In contrast, Palmer and Simpson tackle the theme of displacement from a geographical perspective in macao macau. They tell the lesser known story of Macau’s spatial and temporal dislocation in the age of post-colonialism and globalsation, which can be found behind the representation of the city as a glamorous cosmopolis. In their respective photographs and essays, they evoke a deep sense of suspicion and melancholy towards the future of the city.
In his two photographic series titled Pearl and Macao Macau, Palmer offers a unique angle that speculates about and inquires into the fleeting and transitory character of urban experience. His images are weaved seamlessly into Simpson’s essays on the development of the city, which helpfully provide the historical, political, social and post-colonial context necessary to fully understand and appreciate Palmer’s photos. In Pearl and Macao Macau, Palmer dispels with Macau’s splendid façade by revealing the disillusionment behind its pretense.

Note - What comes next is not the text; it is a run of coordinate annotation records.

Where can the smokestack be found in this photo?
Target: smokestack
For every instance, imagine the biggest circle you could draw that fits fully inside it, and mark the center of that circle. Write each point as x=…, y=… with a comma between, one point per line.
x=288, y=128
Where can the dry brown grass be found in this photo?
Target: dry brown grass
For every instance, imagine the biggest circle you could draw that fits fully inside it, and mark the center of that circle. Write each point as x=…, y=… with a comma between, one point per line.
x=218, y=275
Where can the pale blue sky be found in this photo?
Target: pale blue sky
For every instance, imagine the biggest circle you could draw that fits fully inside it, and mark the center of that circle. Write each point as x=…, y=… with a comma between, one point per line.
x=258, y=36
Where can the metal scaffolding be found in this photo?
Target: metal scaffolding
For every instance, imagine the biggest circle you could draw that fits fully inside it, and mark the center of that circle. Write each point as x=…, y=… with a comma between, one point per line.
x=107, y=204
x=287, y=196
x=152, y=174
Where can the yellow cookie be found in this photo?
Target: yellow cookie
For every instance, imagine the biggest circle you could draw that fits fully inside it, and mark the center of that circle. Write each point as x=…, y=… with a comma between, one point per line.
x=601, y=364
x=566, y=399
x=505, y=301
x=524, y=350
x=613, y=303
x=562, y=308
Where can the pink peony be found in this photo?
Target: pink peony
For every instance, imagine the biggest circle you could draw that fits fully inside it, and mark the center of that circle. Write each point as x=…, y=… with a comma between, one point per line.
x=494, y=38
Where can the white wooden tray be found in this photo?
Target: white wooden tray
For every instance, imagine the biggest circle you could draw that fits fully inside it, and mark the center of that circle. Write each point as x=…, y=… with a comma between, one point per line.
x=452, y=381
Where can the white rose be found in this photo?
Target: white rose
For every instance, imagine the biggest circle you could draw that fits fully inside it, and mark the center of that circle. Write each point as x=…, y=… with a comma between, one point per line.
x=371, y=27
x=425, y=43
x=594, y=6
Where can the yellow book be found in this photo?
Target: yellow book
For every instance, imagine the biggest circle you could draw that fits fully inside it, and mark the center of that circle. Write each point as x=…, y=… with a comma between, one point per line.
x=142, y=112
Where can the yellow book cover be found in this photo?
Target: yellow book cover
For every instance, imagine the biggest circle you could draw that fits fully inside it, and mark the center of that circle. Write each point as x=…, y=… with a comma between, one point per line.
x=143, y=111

I was especially intrigued by MM#14 in the Macao Macau series, which depicts the eeriness of the social plasticity and porosity of a city undergoing urbanisation and the development of its casino tourism industry. Taken through a display window, MM#14 reflects the affluent, prosperous side of Macau’s urban cityscape. However, intentional overexposure provides the photo with a greyscale filter, thus endowing the buildings with a phantasmagoric, uncanny ambiance that transforms these emblems of modernity into cold, haunting outlines that resemble x-rays and convey a sense of bleakness and desolation. This mood is further highlighted by the shadows of everyday street views reflected on the glass, the blurriness of the silhouettes behind the towers adding to the psychedelia of the images. Incorporating Simpson’s critique of Macau’s loss of agency and authenticity, macao macau offers a more pessimistic view to the city’s development by channeling an unsettling sense of weariness, melancholy and loss.
In As to the ladders of whichway and macao macau, Kit Kelen and Robert Palmer and Tim Simpson offer multiple perspectives on the themes of displacement and melancholy by utilising their respective mediums. Kelen’s exquisitely poetry depicts the vulnerability and emotional torture of the soul-awakening journeys necessary to make sense of the intricacy of life, while Palmer and Simpson acutely express their cynicism towards the development of Macau with images and words as their witness. While Kelen’s work provides a therapeutic experience which invites readers to empathise and recuperate, Palmer and Simpson’s photography and essays encourage us to ponder the larger issues facing Macau.
Ophelia Tung Ho Yiu is a postgraduate research student at the Department of English at the Chinese University of Hong Kong (CUHK). Upon acquiring a Bachelor of Arts in English with a minor in Cultural Studies at CUHK, and a Master of Arts in Literary and Cultural Studies at the University of Hong Kong, she now proceeds to obtain her Master of Philosophy in English Literary Studies at CUHK. Her MPhil research focuses on the tension between the authorship and readership of Jane Austen in a post-structuralist and post-modernist age of fandom and popular culture.